が、視界の片隅に映る警備員の姿に、不審な行動をしてはいけないと思い、差し出されたカードを受け取る。
ギクシャクした足取りで、エントランスの奥にあるエレベーターホールへ向かい、ちょうどやって来たスーツ姿の男性の集団と一緒に乗り込んだ。
音もせず、揺れもしないエレベーターに感動。
降りていく背中を何度か見送って、ひとりきりになった次の階でエレベーターを降りた。
てっきり、ワンフロア「社長室」なのだと思っていたら、そうではないらしい。
難しい漢字が書かれたプレートを確認しながらドアからドアへとさまよい、ウロウロする。

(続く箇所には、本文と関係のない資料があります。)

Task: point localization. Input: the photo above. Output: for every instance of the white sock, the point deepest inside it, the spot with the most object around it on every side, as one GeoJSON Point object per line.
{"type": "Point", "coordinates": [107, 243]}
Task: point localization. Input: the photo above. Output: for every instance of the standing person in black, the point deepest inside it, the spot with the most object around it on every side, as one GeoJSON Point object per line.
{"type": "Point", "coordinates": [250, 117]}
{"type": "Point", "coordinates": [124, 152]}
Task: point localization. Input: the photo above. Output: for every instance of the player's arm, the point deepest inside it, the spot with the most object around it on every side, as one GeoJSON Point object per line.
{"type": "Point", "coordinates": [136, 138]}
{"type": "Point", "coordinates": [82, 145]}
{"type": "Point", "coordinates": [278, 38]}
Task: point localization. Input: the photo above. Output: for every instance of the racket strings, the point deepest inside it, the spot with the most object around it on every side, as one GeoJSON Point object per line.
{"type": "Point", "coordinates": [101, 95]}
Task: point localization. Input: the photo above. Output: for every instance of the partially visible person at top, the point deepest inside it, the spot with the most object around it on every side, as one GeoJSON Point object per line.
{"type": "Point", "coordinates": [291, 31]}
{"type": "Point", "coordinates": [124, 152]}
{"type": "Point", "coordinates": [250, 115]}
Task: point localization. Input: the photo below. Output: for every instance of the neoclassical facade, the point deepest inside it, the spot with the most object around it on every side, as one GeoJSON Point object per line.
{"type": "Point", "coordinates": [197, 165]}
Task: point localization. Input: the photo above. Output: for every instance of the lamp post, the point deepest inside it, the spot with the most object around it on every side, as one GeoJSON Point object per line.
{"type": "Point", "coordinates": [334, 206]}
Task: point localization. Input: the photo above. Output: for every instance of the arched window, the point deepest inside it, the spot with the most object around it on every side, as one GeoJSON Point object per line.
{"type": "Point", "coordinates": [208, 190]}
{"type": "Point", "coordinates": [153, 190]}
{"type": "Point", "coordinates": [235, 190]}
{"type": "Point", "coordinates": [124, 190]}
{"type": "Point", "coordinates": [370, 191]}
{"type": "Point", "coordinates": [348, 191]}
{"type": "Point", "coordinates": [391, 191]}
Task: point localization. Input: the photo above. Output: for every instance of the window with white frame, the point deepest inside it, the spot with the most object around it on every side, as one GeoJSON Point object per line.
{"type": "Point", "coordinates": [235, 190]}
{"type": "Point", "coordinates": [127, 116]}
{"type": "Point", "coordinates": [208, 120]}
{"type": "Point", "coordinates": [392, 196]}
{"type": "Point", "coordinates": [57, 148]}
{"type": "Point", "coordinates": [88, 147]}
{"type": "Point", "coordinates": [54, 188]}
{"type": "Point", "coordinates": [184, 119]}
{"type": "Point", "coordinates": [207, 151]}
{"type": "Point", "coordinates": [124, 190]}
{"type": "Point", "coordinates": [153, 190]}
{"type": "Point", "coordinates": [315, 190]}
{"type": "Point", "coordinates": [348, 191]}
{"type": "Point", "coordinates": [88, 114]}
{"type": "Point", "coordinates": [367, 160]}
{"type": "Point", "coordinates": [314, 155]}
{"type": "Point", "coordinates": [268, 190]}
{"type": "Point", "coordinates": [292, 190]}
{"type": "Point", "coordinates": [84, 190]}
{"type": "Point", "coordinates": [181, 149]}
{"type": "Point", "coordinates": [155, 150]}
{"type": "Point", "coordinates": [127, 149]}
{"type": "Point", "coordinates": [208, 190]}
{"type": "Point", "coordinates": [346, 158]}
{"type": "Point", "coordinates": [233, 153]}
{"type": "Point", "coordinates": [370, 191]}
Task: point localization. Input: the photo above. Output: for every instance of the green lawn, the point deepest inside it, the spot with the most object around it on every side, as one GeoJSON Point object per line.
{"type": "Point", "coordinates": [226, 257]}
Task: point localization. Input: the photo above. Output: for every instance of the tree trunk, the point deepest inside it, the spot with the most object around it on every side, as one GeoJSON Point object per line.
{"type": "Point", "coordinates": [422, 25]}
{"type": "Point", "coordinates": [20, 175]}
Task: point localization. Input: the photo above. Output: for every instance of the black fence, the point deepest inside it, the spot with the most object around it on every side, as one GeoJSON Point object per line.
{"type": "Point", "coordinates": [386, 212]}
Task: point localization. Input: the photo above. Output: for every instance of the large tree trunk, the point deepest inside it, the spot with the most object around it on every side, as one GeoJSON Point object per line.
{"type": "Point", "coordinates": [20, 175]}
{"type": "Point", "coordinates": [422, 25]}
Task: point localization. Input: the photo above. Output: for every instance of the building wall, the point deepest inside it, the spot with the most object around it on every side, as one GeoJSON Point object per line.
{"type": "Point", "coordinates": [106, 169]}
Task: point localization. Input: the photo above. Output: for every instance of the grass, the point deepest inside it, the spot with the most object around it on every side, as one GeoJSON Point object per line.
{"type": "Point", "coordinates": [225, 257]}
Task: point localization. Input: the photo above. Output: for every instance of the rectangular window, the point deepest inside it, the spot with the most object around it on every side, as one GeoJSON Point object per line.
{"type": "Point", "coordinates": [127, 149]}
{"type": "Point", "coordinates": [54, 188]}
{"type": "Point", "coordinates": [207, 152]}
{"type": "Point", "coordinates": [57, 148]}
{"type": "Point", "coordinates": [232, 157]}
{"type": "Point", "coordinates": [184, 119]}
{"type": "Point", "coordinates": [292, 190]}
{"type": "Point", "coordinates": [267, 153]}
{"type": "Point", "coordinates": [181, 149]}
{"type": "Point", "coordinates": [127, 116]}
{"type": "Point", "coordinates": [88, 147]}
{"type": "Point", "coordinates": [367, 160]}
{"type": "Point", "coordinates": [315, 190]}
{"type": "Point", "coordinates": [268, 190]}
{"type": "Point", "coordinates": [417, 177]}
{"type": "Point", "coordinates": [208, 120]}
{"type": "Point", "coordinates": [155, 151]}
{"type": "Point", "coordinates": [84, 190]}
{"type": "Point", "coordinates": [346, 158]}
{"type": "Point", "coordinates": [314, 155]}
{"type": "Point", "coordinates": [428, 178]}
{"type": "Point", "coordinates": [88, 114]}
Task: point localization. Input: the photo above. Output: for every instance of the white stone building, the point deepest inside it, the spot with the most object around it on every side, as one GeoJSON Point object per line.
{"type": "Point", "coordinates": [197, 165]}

ところが、いくら探しても「社長室」らしきものが見当たらなかった。
(な、ない……ええと……とりあえず、電話!)
ビル自体はまちがっていないのだから落ち着け、と自分に言い聞かせ、マキくんのプライベート用の番号に架けてみたが、応答してくれない。
(どうしよ……)
誰かに社長室はどこか訊きたいけれど、あいにくフロアをウロウロしている人は誰もいなかった。
閉まっているドアをノックするのも躊躇われる。
(ビル内で迷子……わたしって……ダメ犬かも)
がっくり項垂れ、途方に暮れた時、ふとコーヒーの香りを感じた。
導かれるようにして辿り着いた先には、カフェがある。
(オフィスに……カフェ?)
ドリンクとフードメニューが書かれた看板を掲げるカウンターの向こうでは、若い女性店員が忙しそうに立ち働いているから、フェイクではなさそうだ。

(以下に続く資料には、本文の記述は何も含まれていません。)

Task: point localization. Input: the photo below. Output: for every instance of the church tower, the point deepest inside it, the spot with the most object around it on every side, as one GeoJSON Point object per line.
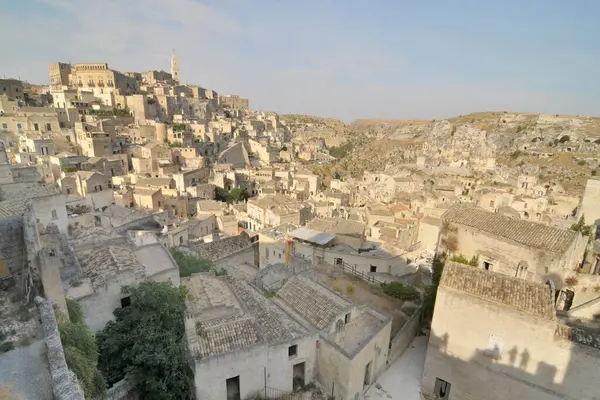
{"type": "Point", "coordinates": [174, 68]}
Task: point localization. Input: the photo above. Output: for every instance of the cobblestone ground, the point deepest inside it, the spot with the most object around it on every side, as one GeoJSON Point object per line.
{"type": "Point", "coordinates": [402, 380]}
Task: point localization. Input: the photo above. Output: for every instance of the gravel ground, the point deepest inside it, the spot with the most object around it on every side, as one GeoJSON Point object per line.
{"type": "Point", "coordinates": [402, 380]}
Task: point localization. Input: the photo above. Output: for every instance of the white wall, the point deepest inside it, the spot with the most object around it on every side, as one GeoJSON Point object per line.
{"type": "Point", "coordinates": [534, 362]}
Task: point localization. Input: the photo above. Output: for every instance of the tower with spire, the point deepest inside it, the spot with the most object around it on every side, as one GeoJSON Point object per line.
{"type": "Point", "coordinates": [174, 68]}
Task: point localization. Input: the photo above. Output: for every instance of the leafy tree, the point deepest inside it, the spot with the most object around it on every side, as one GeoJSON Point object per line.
{"type": "Point", "coordinates": [400, 291]}
{"type": "Point", "coordinates": [431, 291]}
{"type": "Point", "coordinates": [581, 227]}
{"type": "Point", "coordinates": [81, 351]}
{"type": "Point", "coordinates": [340, 151]}
{"type": "Point", "coordinates": [146, 342]}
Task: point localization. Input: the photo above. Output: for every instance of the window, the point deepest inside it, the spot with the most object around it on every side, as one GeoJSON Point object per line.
{"type": "Point", "coordinates": [125, 301]}
{"type": "Point", "coordinates": [293, 351]}
{"type": "Point", "coordinates": [441, 390]}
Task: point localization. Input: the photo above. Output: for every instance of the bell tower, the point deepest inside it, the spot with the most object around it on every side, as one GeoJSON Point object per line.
{"type": "Point", "coordinates": [174, 68]}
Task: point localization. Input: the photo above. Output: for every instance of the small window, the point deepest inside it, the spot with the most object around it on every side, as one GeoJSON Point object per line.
{"type": "Point", "coordinates": [441, 390]}
{"type": "Point", "coordinates": [125, 301]}
{"type": "Point", "coordinates": [293, 351]}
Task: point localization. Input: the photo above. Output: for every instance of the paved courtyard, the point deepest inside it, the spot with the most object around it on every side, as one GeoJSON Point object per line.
{"type": "Point", "coordinates": [402, 380]}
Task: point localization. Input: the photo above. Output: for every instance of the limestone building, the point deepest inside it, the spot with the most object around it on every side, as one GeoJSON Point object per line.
{"type": "Point", "coordinates": [174, 68]}
{"type": "Point", "coordinates": [495, 337]}
{"type": "Point", "coordinates": [511, 246]}
{"type": "Point", "coordinates": [245, 343]}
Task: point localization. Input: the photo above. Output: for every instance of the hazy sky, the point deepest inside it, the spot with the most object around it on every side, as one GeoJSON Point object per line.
{"type": "Point", "coordinates": [345, 59]}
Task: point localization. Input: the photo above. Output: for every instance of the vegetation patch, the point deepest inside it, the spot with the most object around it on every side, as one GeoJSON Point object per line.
{"type": "Point", "coordinates": [81, 351]}
{"type": "Point", "coordinates": [146, 343]}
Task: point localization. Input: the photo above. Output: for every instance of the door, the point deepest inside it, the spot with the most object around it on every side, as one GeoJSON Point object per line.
{"type": "Point", "coordinates": [233, 388]}
{"type": "Point", "coordinates": [367, 379]}
{"type": "Point", "coordinates": [298, 381]}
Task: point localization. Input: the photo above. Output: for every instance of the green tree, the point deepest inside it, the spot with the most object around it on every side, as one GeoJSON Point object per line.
{"type": "Point", "coordinates": [146, 342]}
{"type": "Point", "coordinates": [581, 227]}
{"type": "Point", "coordinates": [431, 290]}
{"type": "Point", "coordinates": [81, 351]}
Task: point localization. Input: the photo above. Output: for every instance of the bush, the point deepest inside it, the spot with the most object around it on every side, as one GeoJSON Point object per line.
{"type": "Point", "coordinates": [6, 346]}
{"type": "Point", "coordinates": [400, 291]}
{"type": "Point", "coordinates": [81, 354]}
{"type": "Point", "coordinates": [340, 151]}
{"type": "Point", "coordinates": [74, 310]}
{"type": "Point", "coordinates": [190, 264]}
{"type": "Point", "coordinates": [146, 342]}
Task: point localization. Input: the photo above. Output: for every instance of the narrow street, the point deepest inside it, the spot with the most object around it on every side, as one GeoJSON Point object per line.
{"type": "Point", "coordinates": [402, 380]}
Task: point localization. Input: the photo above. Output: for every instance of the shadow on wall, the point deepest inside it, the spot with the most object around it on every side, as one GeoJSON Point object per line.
{"type": "Point", "coordinates": [498, 373]}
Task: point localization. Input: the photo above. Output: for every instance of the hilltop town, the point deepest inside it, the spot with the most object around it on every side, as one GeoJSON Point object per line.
{"type": "Point", "coordinates": [163, 240]}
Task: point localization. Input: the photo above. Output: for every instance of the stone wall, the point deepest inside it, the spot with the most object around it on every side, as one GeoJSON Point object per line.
{"type": "Point", "coordinates": [122, 390]}
{"type": "Point", "coordinates": [64, 381]}
{"type": "Point", "coordinates": [12, 244]}
{"type": "Point", "coordinates": [405, 335]}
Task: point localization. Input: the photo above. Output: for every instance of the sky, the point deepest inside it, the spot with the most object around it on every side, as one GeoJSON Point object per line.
{"type": "Point", "coordinates": [345, 59]}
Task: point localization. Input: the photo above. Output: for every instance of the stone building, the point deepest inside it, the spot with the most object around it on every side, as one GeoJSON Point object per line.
{"type": "Point", "coordinates": [497, 337]}
{"type": "Point", "coordinates": [245, 343]}
{"type": "Point", "coordinates": [591, 199]}
{"type": "Point", "coordinates": [511, 246]}
{"type": "Point", "coordinates": [110, 267]}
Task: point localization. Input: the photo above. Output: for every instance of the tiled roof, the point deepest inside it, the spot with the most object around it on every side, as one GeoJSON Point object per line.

カフェ内に設置されたポップでおしゃれな家具は、KOKONOEの製品と思われる。
「いらっしゃいませ!」
元気のいい声に迎えられ、ふらふらとカウンターへ近づいた。
社員用だからか、メニューは一般的なカフェより価格が安く設定されているようだ。
ちょうど喉が渇いていたし、マキくんからの折り返し待ちだし、と言い訳しながらカフェモカをコールドで頼む。
(美味しい……)
座り心地のいいソファーで甘さと冷たさを堪能していたら、背の高い男性がふらりとカフェに現れた。
まっすぐカウンターへ向かうその横顔に見覚えがあり、思わず「あっ」と声を上げる。
きちんと整えられた黒髪に、涼しげな切れ長の目。
マキくんの妹さんの「元」で「未来」の夫だ。
「……?」
カウンターで注文しようとしていた男性は、怪訝な顔をしてこちらを振り返る。
慌てて目を逸らし、俯いた。
(こ、こっちは知っていても、むこうは知らないんだった……)
店員がオーダーした品を渡す様子を耳で捉えながら、「早く立ち去って!」と心の中で祈る。
男性の「ありがとう」という声が聞こえ、ほっとしながら「いい声……バリトンかなぁ」などと呑気な感想を抱いていたら、いきなり呼ばれた。